Sunday, July 3, 2011

Finally I've begun to allow myself to step back and look at this past week's Frost Place Conference on Poetry and Teaching. Our group was somewhat smaller than we've had in past years, yet it retained its usual breadth and variety of experience: teachers from private schools and public schools, urban schools and rural schools; teachers from South Carolina, Detroit, Minneapolis, DC, New England. We had a young participant who'd never taught a class and a few who had been in the classroom for decades. We had teachers who thought of themselves as poets and teachers who were petrified of poetry.

Baron and I began the first day with our usual dictation project: that is, I read a poem out loud--in this case, Robert Frost's "Range-Finding"--and the participants copied it down, word for word, comma for comma, line for line. Then Baron asked, "What's the most important word in this poem?" And here's when the floodgates opened: not one person in that barn could tear him or herself away from this task or the adoration of this task, for the rest of the week. Every single year, the moment is a miracle.

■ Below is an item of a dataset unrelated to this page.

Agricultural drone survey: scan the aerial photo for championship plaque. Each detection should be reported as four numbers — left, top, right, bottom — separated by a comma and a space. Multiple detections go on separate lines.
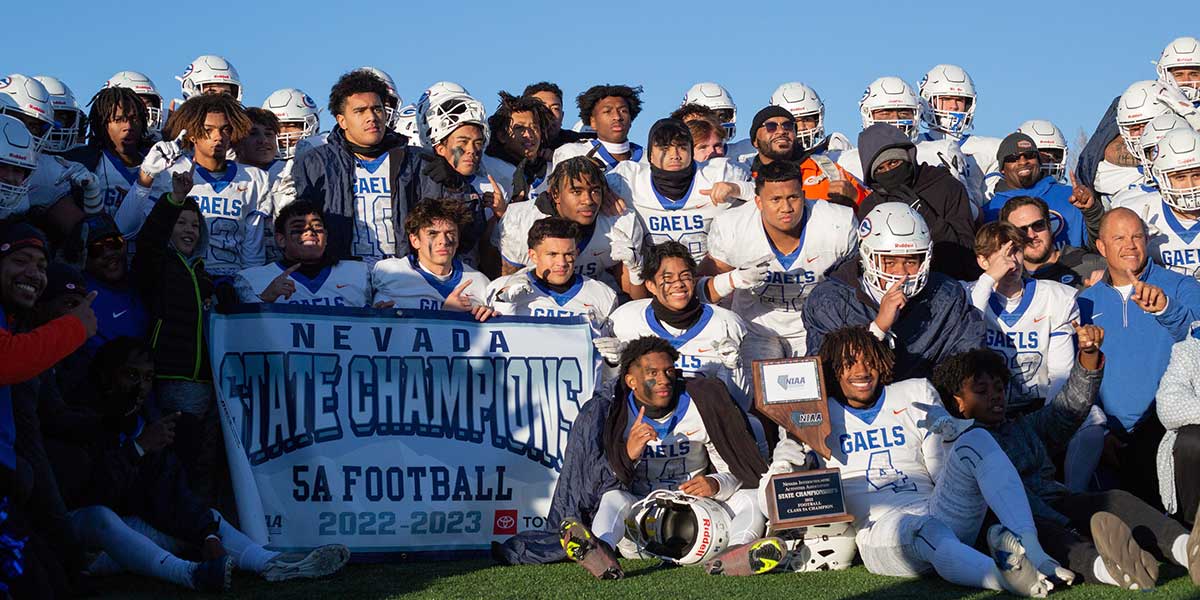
754, 356, 853, 530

We had two visiting poets. On Monday, Martha Carlson-Bradley spoke at length about grammar and syntax in poetry, with a particular focus on Emily Dickinson. On Tuesday, Teresa Carson spoke about drama in poetry, with readings from Browning, Keats, and Jack Wiler. Each morning the teachers shared their own classroom poetry projects, and each afternoon I gave the teachers a poem and a writing prompt, which they took back to their tents or rooms and used as inspiration for their own first-draft poems.

On Wednesday, for the first time ever, Baron and I reascended the dais and ran an all-day revision workshop, using the poems the teachers had generated from my writing prompts. Our goal was to guide them into productive classroom discussion of student work and to lead them toward simple, straightforward options for revision. My feeling is that this day went very well, but the participant evaluations will set me straight if I'm wrong. In any case, it was a good experience for me, as a coordinator of this conversation, to be able to help the participants collect their responses into a coherent conversation and also to step back and talk to them about how it feels to be the "teacher" who is orchestrating this conversation. It was a schizophrenic experience, in a useful way.

Every morning, before the other activities started, I read a passage or two from The Notebooks of Robert Frost; and in the spirit of those moments, I offer you this comment, originally from a talk that Frost gave at Wesleyan University in 1927, and quoted in Jay Parini's Robert Frost: A Life:

The freedom I'd like to give is the freedom I'd like to have. It's the freedom of my material. You might define a schoolboy as one who could recite to you everything he read last night, in the order in which he read it. That's just the opposite of what I mean by a free person. The person who has freedom of his material is the person who puts two and two together, and the two and two are anywhere out of space and time, and brought together.

2 comments:

Jean said...

That conference was a monumental experience for me last year - both professionally and personally. Sounds like it was another great year to be in attendance.

Ruth said...

Jean, as a participant this year, returning after 2 years hiatus, I totally agree. Dawn, I loved every minute (except my toothache!!).